The Time to Listen Is Now
Have you ever realized when someone gets to the end of a fascinating story that you weren’t really paying attention and now you are sorry that you missed it? It is easy to let our minds wander. Sometimes, when we do this, we miss a once-in-a-lifetime opportunity. This is true not only when the storyteller is older. Some stories only enter a storyteller’s mind because of the time, place, and circumstances of a particular situation. The story may never come to mind again. Usually, the time to listen is now.
I was acutely aware of that during conversations with my mother. She lived with us for the last few years of her life, but when she was still able to live in her own home, she and I used to talk on the phone each night. She enjoyed hearing about my day. Once I told her about a walk our daughter, our granddaughter, and I made to take pictures among the wildflowers.
I loved it when something like this prompted a childhood memory, and Mother told me a story. That night she began, “I like wildflowers in the spring.” Then she told me about Sunday afternoons when she was seven years old. When a near-neighbor’s granddaughter visited her grandparents, she and Mother would walk by the creek and see the wildflowers. I loved imagining my mother walking among the wildflowers back in 1939.
Simple pleasures were the only ones available to Mother. She was the richer for it.
While visiting with Aunt Dot and Uncle Preston recently, she told us about the weeks that she and Daddy lived with my great-grandmother, Mama Boyd. I’ve shared it before, but I love this picture of Aunt Dot, Uncle Preston, and me at Mama Sue and Daddy Leland’s house when we were all very young.
This is a later photo of Daddy and Dot with their younger siblings, Ronnie and Mary Ann.
Here are Dot and Daddy while he was in the Army and she was a teenager.
Mama Boyd and her husband Gabe were a handsome couple in their youth. Daddy and I never knew my great-grandfather because he died when Daddy was a baby, but it was he who was descended from Revolutionary War veteran Timothy Demonbreun.
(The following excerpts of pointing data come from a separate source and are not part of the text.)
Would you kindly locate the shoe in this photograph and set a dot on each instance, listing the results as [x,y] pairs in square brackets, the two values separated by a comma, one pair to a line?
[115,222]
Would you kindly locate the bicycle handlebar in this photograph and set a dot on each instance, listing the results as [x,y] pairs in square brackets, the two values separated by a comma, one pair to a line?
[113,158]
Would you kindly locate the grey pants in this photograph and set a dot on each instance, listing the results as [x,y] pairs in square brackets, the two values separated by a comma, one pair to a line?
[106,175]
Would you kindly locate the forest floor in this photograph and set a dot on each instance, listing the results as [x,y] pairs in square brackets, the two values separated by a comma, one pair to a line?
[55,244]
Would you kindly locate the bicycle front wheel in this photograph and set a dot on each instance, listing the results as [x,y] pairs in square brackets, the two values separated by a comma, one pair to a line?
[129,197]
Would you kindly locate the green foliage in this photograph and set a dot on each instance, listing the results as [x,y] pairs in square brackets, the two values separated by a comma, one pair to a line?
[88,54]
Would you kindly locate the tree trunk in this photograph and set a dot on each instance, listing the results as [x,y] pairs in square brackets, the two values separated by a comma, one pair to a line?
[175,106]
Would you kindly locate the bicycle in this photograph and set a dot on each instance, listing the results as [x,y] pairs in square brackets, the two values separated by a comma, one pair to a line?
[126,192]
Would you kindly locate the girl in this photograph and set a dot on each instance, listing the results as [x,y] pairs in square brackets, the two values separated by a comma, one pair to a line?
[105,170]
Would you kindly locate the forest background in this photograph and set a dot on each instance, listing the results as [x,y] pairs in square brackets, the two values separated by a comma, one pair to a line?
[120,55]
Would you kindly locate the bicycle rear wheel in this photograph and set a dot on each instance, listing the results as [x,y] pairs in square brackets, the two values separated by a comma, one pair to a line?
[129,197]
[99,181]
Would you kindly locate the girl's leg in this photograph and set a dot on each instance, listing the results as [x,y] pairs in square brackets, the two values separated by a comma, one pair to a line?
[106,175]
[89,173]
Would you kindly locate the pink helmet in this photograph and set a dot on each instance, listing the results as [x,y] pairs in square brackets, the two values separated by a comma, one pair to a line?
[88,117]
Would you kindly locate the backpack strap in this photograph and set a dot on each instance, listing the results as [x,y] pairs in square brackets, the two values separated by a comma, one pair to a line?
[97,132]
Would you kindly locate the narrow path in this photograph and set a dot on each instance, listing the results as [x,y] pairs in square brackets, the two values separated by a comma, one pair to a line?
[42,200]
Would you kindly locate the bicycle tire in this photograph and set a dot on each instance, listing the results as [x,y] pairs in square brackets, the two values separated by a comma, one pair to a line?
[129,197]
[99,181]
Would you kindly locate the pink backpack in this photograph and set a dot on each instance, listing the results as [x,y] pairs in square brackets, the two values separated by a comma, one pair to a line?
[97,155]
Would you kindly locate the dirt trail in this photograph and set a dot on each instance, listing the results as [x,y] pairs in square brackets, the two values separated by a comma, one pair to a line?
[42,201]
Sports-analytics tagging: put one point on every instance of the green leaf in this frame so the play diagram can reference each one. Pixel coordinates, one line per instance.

Sweet, sweet Mama Boyd looked like this, when I got to enjoy her as my great-grandmother. She lived until I was 10 years old.
When they got homesick, Great Aunt Christine tried to cheer them up. Christine was the only girl in Daddy Leland’s family. He and his five brothers called her Sister, so all of the rest of us called her Sister, too. She baked Daddy and Dot big sugar cookies and played on the piano and sang for them. She sang “Froggy Went a Courtin’” and “Won’t You Come Home, Bill Bailey?” This is a picture of Sister and Dot.
It is easy and tempting to tire of family stories. This is my advice: Don’t do it. Don’t tune out. Write them down.
You and your family will be the richer for it.
Listen to your father who begot you,
And do not despise your mother when she is old.